Monday, December 27, 2010

The Aftermath of "Dalaw."


It's my first Holiday Season in the Philippines not as a balikbayan on vacation, but as a regular Pinoy citizen. Although dubbed as "still an outsider" by those close to me, I've tried my damn best to fit in after being away for twenty five years.

What's to fit in again?  

My "testy" co-navigator fumes every time I curse in the privacy of the car when "kuligligs, motorbikes, buses and jeepneys cut in front of me.  But a curse like "hangal?"  In the so so months I've been in Manila, I could count in my one hand the number of times I honked my horns; these are the very irritating moments when a bus suddenly swerved into my lane, when a motorcycle squeezed into my right as I was turning, once when a Fortuner just whizzed in front of me as I was entering the gate of the subdivision. Three times.

"That's how drivers drive in Manila, you've got to fit in if you want to live longer" my co-navigator would always lecture me.

Yesterday, we watched Kris Aquino's "Dalaw."  Unlike the more proper moviegoers in Trinoma, Megamall's crowd was a little rowdy. Perhaps because the movie house's policy was "open." Meaning, anybody can walk in in the middle of the show. 

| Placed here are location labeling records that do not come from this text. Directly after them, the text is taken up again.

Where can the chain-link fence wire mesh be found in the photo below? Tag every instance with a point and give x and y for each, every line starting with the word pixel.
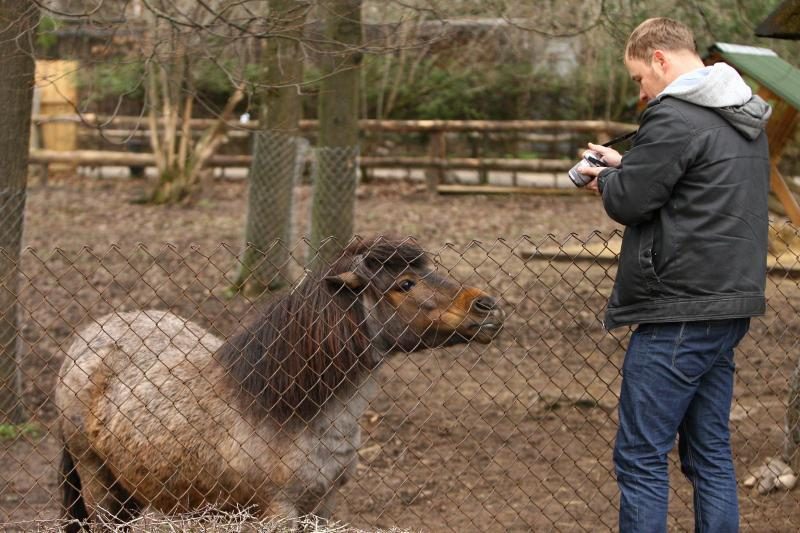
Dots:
pixel 515 434
pixel 278 161
pixel 334 179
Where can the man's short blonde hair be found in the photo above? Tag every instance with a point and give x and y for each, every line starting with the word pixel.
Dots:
pixel 659 34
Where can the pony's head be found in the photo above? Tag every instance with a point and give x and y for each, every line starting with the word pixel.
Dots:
pixel 380 296
pixel 407 305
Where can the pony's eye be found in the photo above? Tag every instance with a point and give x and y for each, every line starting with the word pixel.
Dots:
pixel 406 285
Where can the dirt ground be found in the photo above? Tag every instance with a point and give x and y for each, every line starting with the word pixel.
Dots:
pixel 512 436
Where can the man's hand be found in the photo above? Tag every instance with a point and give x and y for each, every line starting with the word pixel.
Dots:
pixel 592 171
pixel 610 157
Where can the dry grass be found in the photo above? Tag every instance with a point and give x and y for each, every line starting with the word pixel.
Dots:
pixel 209 521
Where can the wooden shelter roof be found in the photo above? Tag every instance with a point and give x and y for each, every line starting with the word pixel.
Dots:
pixel 765 67
pixel 783 22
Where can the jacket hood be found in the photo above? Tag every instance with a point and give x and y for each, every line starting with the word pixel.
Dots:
pixel 721 88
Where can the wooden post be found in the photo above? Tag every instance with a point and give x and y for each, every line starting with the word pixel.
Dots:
pixel 437 149
pixel 780 128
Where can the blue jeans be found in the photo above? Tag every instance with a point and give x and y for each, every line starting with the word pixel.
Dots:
pixel 677 379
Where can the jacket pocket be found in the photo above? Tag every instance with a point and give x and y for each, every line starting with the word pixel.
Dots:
pixel 645 255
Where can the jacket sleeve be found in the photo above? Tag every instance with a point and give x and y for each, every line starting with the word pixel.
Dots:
pixel 643 183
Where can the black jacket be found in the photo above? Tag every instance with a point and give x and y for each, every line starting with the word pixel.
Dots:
pixel 692 194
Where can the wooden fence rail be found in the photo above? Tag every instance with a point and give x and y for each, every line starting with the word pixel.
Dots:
pixel 436 163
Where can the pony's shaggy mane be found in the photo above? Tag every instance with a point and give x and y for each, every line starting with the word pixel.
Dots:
pixel 311 343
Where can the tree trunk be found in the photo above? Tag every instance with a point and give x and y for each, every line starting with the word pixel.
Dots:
pixel 336 173
pixel 18 19
pixel 275 150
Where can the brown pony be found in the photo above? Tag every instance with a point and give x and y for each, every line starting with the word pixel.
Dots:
pixel 156 411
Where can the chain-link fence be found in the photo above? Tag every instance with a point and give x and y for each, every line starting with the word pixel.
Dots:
pixel 173 397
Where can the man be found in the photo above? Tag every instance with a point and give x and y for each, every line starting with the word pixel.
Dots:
pixel 692 195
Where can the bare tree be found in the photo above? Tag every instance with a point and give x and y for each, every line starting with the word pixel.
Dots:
pixel 275 152
pixel 336 168
pixel 18 18
pixel 171 60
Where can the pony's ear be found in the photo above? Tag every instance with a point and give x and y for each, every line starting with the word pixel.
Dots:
pixel 351 280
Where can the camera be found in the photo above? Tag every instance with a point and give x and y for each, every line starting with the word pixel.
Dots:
pixel 590 159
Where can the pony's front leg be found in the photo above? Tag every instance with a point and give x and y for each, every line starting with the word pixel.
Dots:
pixel 283 508
pixel 107 500
pixel 327 504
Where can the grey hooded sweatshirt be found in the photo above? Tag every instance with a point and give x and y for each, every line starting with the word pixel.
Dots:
pixel 692 195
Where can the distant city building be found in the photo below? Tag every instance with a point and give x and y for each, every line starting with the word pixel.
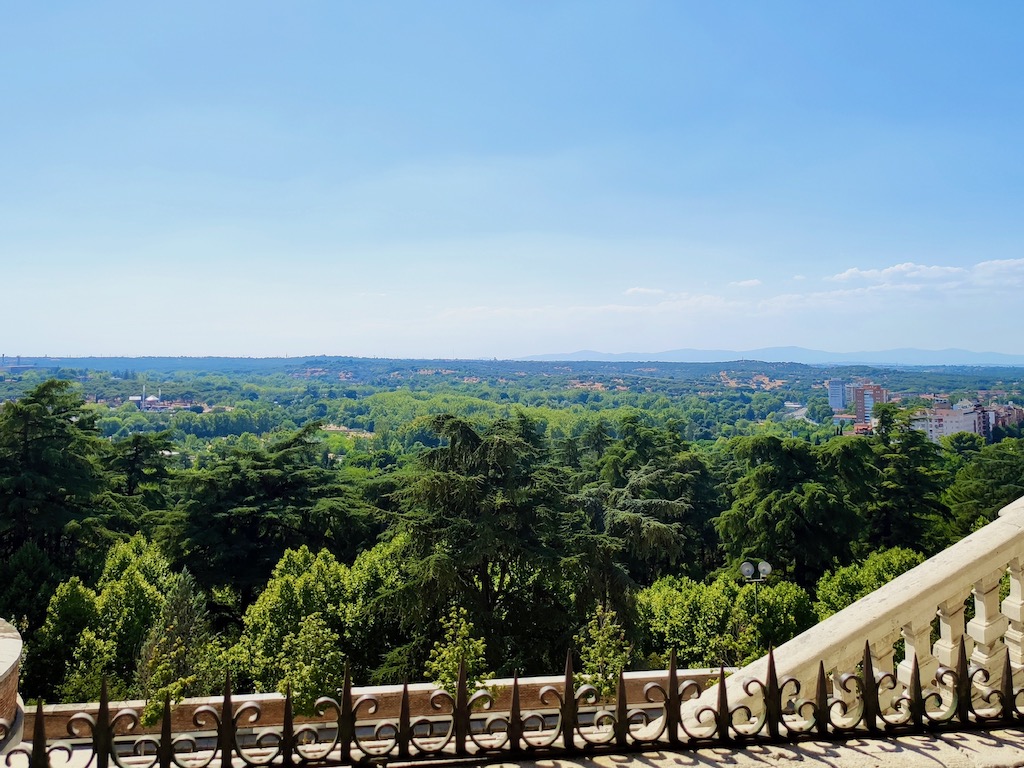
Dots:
pixel 967 416
pixel 942 422
pixel 837 394
pixel 864 398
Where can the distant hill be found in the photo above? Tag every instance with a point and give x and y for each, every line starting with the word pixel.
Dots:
pixel 906 356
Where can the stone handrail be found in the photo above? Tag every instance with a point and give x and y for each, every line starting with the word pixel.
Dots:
pixel 10 657
pixel 906 608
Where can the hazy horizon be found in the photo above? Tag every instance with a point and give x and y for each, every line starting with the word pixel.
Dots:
pixel 472 180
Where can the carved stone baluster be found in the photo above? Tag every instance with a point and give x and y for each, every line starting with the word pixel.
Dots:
pixel 987 627
pixel 950 613
pixel 883 659
pixel 846 666
pixel 918 639
pixel 1013 609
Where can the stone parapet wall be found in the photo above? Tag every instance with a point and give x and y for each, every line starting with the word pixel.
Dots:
pixel 10 656
pixel 388 700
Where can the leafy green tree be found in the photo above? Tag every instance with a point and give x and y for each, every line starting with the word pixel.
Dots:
pixel 89 635
pixel 312 664
pixel 239 517
pixel 483 513
pixel 139 466
pixel 604 652
pixel 72 610
pixel 961 449
pixel 180 656
pixel 992 479
pixel 49 469
pixel 840 588
pixel 787 504
pixel 302 586
pixel 721 623
pixel 905 507
pixel 458 646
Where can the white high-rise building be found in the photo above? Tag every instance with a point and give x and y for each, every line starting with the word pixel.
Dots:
pixel 837 394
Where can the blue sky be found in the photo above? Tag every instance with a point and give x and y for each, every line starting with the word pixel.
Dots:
pixel 477 179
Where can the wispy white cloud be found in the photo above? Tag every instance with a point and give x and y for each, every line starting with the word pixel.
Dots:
pixel 998 274
pixel 645 292
pixel 904 271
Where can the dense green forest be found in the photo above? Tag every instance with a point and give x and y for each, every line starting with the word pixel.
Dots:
pixel 282 519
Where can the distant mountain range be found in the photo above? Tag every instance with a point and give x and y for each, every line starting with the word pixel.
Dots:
pixel 904 356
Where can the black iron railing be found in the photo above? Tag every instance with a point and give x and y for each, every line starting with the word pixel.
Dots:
pixel 570 722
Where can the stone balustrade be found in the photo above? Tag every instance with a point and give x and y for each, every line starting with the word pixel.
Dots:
pixel 931 596
pixel 10 657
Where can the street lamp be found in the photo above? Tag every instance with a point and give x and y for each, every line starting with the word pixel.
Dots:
pixel 763 569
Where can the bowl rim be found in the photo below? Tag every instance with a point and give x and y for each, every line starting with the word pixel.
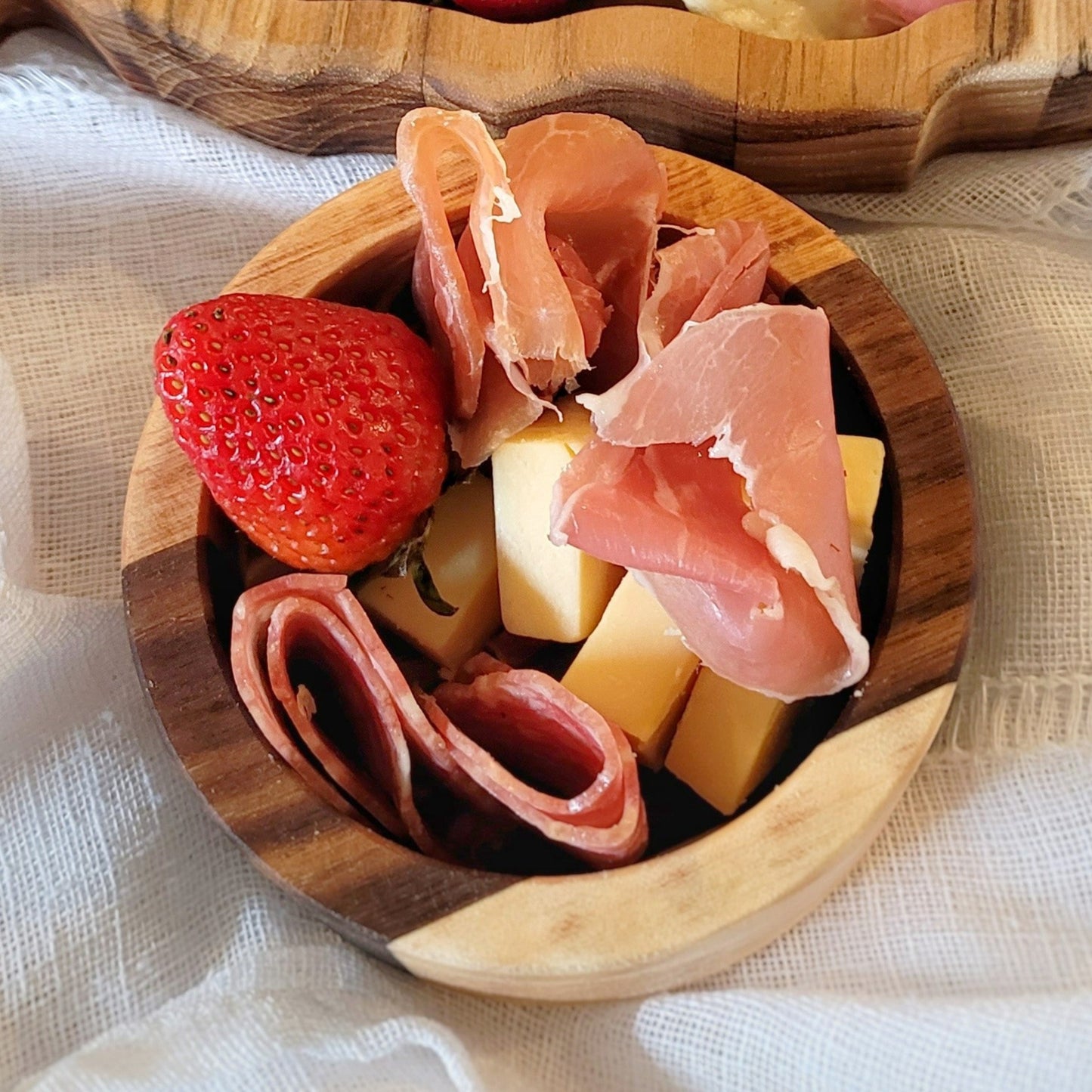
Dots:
pixel 605 934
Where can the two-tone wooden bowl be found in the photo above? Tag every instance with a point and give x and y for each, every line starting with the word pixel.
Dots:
pixel 689 910
pixel 336 76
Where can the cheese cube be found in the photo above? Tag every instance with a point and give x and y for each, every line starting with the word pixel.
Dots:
pixel 461 555
pixel 728 741
pixel 556 593
pixel 729 738
pixel 863 459
pixel 636 670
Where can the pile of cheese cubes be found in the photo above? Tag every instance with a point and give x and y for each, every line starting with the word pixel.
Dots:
pixel 490 556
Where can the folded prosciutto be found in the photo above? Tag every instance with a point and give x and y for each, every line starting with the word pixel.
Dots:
pixel 719 446
pixel 552 267
pixel 329 698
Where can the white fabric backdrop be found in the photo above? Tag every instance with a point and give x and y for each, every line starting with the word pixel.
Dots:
pixel 139 947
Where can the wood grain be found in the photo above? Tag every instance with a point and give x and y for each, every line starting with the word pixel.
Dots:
pixel 336 76
pixel 698 908
pixel 694 908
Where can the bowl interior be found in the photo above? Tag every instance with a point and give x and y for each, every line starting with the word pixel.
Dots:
pixel 676 814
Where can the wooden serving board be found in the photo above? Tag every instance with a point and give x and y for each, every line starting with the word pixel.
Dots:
pixel 336 76
pixel 688 911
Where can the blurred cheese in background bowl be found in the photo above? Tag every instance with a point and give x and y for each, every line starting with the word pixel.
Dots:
pixel 816 19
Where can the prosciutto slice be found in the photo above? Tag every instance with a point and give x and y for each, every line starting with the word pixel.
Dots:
pixel 700 275
pixel 552 270
pixel 753 478
pixel 314 627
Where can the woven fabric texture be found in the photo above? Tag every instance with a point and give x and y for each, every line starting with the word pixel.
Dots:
pixel 139 946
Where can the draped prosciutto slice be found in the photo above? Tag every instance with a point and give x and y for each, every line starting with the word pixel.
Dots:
pixel 701 274
pixel 892 14
pixel 312 627
pixel 439 282
pixel 554 267
pixel 748 391
pixel 591 181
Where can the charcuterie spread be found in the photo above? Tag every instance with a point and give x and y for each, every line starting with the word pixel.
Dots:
pixel 591 527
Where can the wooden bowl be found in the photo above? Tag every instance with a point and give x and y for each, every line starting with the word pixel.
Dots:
pixel 688 911
pixel 329 76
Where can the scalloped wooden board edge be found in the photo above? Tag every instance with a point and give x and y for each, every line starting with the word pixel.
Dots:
pixel 336 76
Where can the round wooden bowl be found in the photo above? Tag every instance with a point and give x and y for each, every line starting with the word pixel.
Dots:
pixel 690 910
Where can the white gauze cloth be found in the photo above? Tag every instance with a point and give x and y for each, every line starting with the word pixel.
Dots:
pixel 139 946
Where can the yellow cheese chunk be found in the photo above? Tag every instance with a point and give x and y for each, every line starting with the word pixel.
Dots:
pixel 555 593
pixel 863 459
pixel 728 741
pixel 636 670
pixel 729 738
pixel 461 555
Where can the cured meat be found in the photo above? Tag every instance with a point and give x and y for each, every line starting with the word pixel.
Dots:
pixel 517 719
pixel 890 14
pixel 701 274
pixel 314 627
pixel 591 181
pixel 554 265
pixel 439 281
pixel 748 392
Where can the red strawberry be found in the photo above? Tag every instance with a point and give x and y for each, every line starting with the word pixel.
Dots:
pixel 318 428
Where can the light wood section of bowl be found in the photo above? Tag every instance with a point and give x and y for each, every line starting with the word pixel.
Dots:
pixel 699 908
pixel 336 76
pixel 694 908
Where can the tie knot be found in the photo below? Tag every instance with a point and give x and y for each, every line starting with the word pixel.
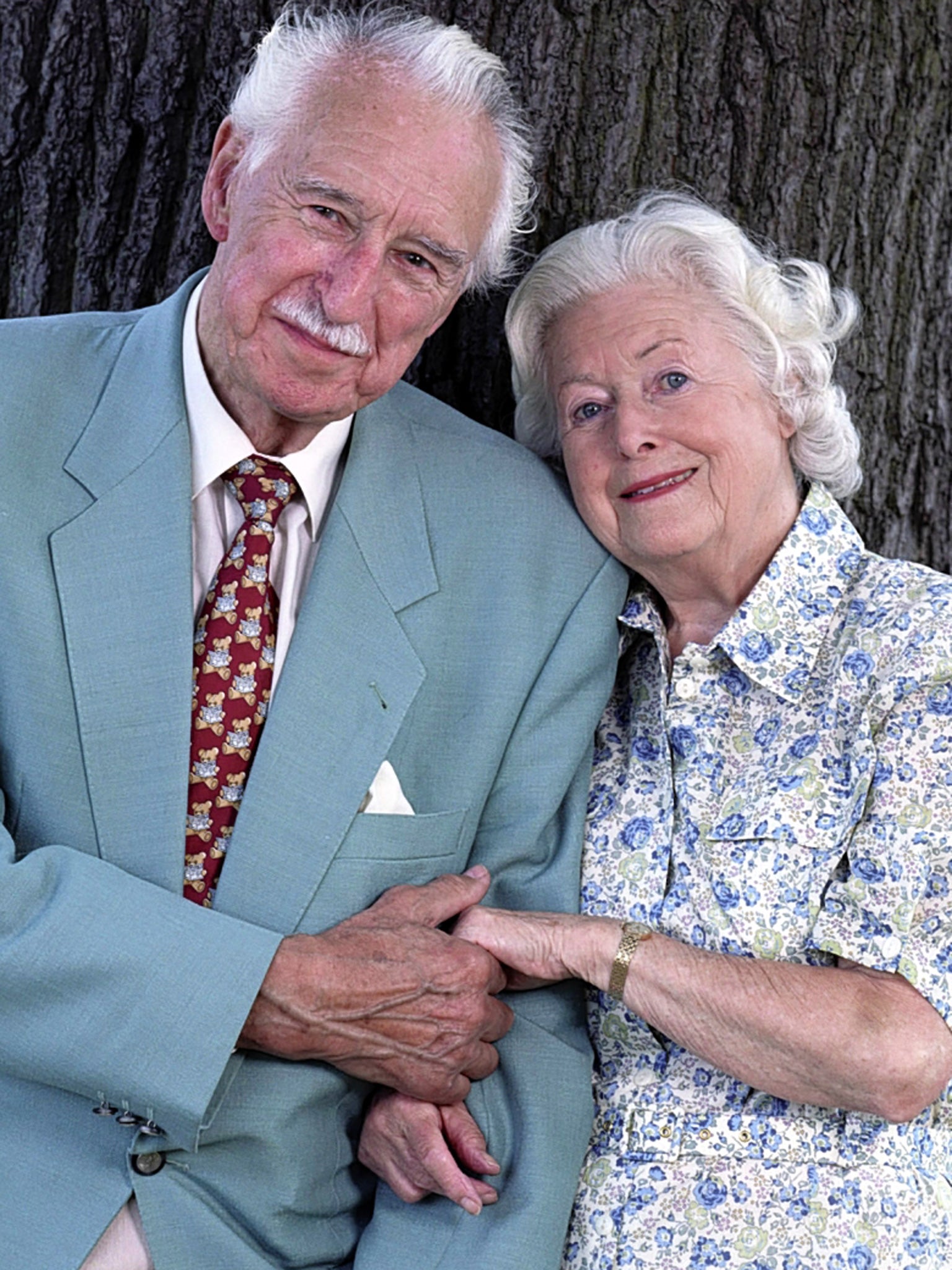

It was the climax of the movie - Kris Aquino's character was about to be killed and subsumed by the ghost who was haunting her family.  People including the porter with her pesky flashlight kept on coming.  At my back, there was this guy who kept murmuring to his wife, and wife murmuring back. " Oh, Rosario is such a calm movie, and this one is...," said the burly husband. " I think it's the ghost of .........," replied the wife co-analyst.

I said, "hush." My seat/mate said to me "enough, don't create a fight."

The husband murmured loudly again. The wife answered back.  I kept quiet. The seat/mate got fidgety. New people were rushing up the steps. The porter had her flashlight to my face. Others, as they were coming down the stairs kept mumbling, "dalaw."

When the word "The End" finally rolled down the screen, I stood up, faced the burly man and uttered some words (not invectives) but just the fact that he was a jerk.

The mate got mad at me, rushed down the steps and kept on muttering, "You are in the Philippines now, you have to adjust and fit in. These guys are killers."

I was just asserting my right as a ticket-paying patron, for God's sake.  I was there to watch and not to listen to this couple's analysis of the movie. In hindsight, I should have just called in security.  But it was supposed to be the climax of the movie.

If  this occurred in Canada, people would have been more considerate of other patrons. But yes, there are also jerks in Toronto who whisper....er talk inside the theatre.  But in hushing them, one doesn't feel guilty or threatened. It's just done matter of fact. "Hey, no offense to you, but you're an asshole."  Something like that.

So I was hugely surprised that the mate turned her ire towards me and not towards the "bastos" inside the movie house.

Lesson learned:  Avoid MMFF in the first few days; better watch when the crowd has thinned.